The blueprint existed. The funding existed. What happened instead reveals an institutional collapse more damaging than Russian missiles alone.
From: Euromaiden Press BY MAXIM VOLOVICH

Kyiv residents endure 12-16 hour blackouts this winter—but the darkness was avoidable. Ukraine had proven grid protection works: under former Ukrenergo chief Volodymyr Kudrytskyi, 60 concrete shelters defended critical transformers, and nearly all survived repeated Russian strikes. But this success was not replicated across Ukraine’s energy sector.
On 10 November 2025, Ukraine’s National Anti-Corruption Bureau exposed systematic corruption at state nuclear operator Energoatom—1,000 hours of surveillance recordings documenting officials organizing 10-15% kickbacks while zero protective shelters were built at their facilities through autumn 2024.
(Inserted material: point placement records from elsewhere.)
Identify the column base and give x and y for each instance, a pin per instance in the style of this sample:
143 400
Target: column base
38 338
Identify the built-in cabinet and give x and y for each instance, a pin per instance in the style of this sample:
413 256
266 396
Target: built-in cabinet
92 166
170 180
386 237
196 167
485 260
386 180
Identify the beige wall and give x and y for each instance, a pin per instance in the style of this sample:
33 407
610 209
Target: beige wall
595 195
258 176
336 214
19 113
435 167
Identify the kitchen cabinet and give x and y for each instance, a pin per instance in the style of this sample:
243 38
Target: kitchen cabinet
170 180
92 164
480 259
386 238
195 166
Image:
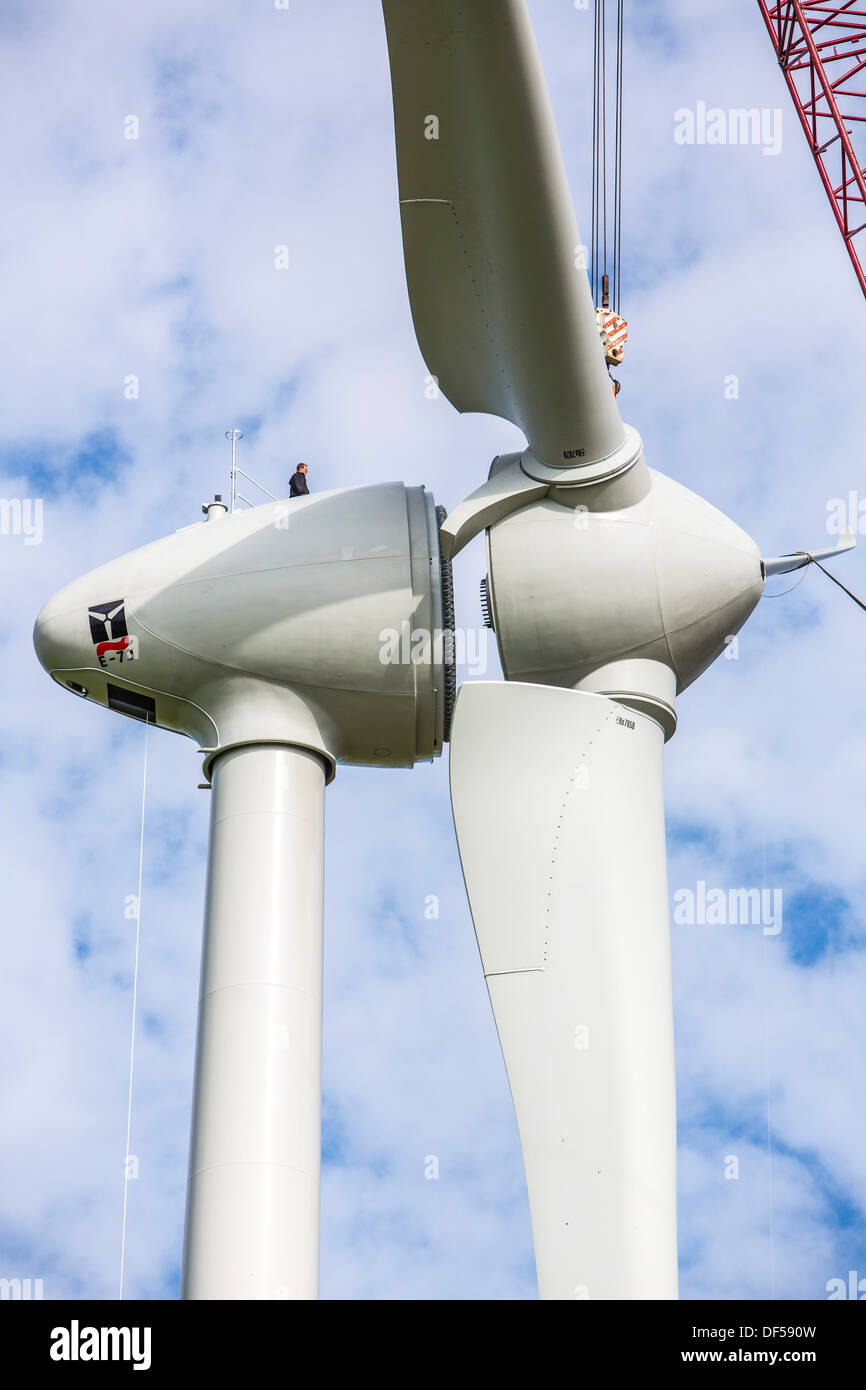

Simultaneously, Kudrytskyi—who had secured €1.5 billion in Western aid for grid defense—faced fraud charges over a 2018 fence project where the state lost nothing.
The political prosecution triggered a predictable response: Western donors withdrew, international funding collapsed to 5-10% of previous levels, and critical infrastructure went unprotected.
The convergence proved catastrophic. At Ukrenergo’s protected sites, transformers survived Russian attacks. At Energoatom’s unprotected substations and thermal plants, missiles found easy targets.
Current blackouts stem from this dual institutional failure: corruption preventing infrastructure protection, political vendetta destroying donor confidence. Ukraine built the solution, proved it worked, then officials chose kickbacks over replication—and prosecuted the executive who delivered results.
Why this matters

The combined effect of corruption and political persecution deepened Ukraine’s energy crisis by shutting down the main channel of Western financial support. International aid through Ukrenergo dropped to just 5-10% of previous levels after Kudrytskyi’s September 2024 dismissal—from €1.5 billion over 18 months to a trickle.
Meanwhile, zero protective shelters were built for transformers at Energoatom, thermal power plants, and regional energy companies until autumn 2024, despite Ukrenergo completing approximately 60 such structures at its own facilities by September.